A team at Monash University has built a tiny chip that does something no integrated device has done before: it can generate, steer and read out information carried by light all in one place — at room temperature, on a footprint the size of a fingernail.

The work, published in Nature Photonics and announced in early June, addresses a long-standing roadblock in a field called valleytronics, where information is encoded in a quantum property of electrons known as the "valley degree of freedom." Researchers have spent years showing that valleytronics could enable faster, cooler and more efficient computing — but they could only do one piece of the job at a time. Building a full system on a single chip had remained out of reach.

Until now.

One Chip, Three Jobs

"Until now, we could generate or detect these signals, but not do everything in one integrated device," said lead author Dr. Chi Li of the Monash School of Physics and Astronomy. "What we've built is a complete on-chip system that can create, route and read this information with very high precision."

The device pairs ultra-thin materials only a few atoms thick with specially engineered metasurfaces — patterned nanostructures designed to control light at scales smaller than the wavelength of the light itself. Co-first author Dr. Kaijian Xing said the team used a straightforward "stacking" approach to combine the two-dimensional materials with the metasurfaces, sidestepping the very tricky process of growing one directly on top of the other.

The result is a single device that can:

  • Generate specialized "valley" light signals
  • Steer them along defined optical paths on the chip
  • Convert them into electrical signals at the readout end

Why "Room Temperature" Matters

Many quantum systems only work when cooled to within a hair of absolute zero, which requires bulky cryogenic equipment and large amounts of power. The Monash chip works at room temperature, which dramatically lowers the cost and complexity of deploying it in the real world.

"This is a significant step toward scalable, chip-based technologies that use light instead of electricity to process information," said senior author Dr. Haoran Ren, an ARC Future Fellow who leads Monash's NanoMeta Group. "Photonic devices use light to achieve massive bandwidths, ultra-fast data transmission speeds, and lower energy consumption."

That combination — bandwidth, speed and efficiency — is exactly what is needed to keep up with the rising demands of AI workloads, secure communications and next-generation imaging. Conventional electronic chips are running into thermal and power limits as transistors continue to shrink. Photonics offers a way past those limits by replacing many of the moving electrons with photons.

A Practical Step in a Long Race

Valleytronics has been studied since researchers began exfoliating two-dimensional materials such as graphene and transition-metal dichalcogenides in the 2000s. The promise has always been more information per photon — a kind of extra "label" that can be carried alongside polarization and phase. But the gap between a lab demonstration and a deployable chip has remained wide.

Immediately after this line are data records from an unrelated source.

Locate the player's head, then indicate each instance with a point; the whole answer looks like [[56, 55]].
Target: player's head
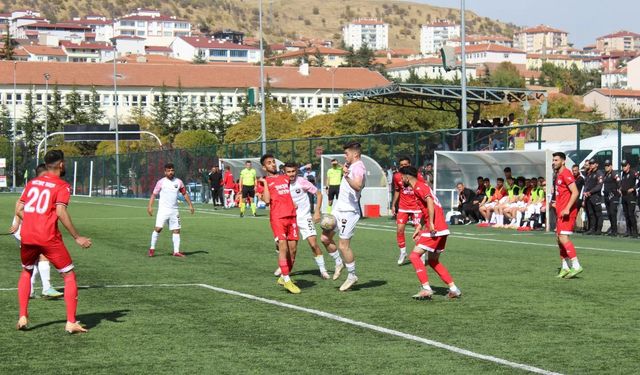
[[558, 160], [54, 160], [41, 169], [169, 171], [268, 163], [352, 151], [291, 170], [404, 161], [409, 175]]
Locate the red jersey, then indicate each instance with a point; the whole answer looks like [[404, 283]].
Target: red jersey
[[422, 191], [563, 194], [407, 201], [41, 196], [227, 180], [281, 201]]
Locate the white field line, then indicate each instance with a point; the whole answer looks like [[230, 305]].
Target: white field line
[[344, 320], [387, 228]]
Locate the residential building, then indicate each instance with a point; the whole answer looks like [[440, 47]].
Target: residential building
[[434, 36], [539, 39], [312, 90], [372, 32], [622, 40], [189, 47]]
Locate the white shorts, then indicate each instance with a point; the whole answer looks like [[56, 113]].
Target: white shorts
[[306, 227], [171, 216], [346, 225]]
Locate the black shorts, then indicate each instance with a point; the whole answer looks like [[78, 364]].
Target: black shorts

The Monash integration closes part of that gap. By combining generation, routing and detection on a single device, the team has built a foundation that other groups can build on. The next steps will involve scaling the device, programming it for specific tasks, and testing it inside larger photonic systems used for quantum computing, optical neural networks and secure data links.

The takeaway for the broader photonic-computing race is straightforward: integration matters as much as raw performance. Discrete light sources, modulators and detectors are well understood, but each interface between them costs energy and adds noise. Putting them on one chip is what makes the technology practical — and that is the step Monash has just shown is possible.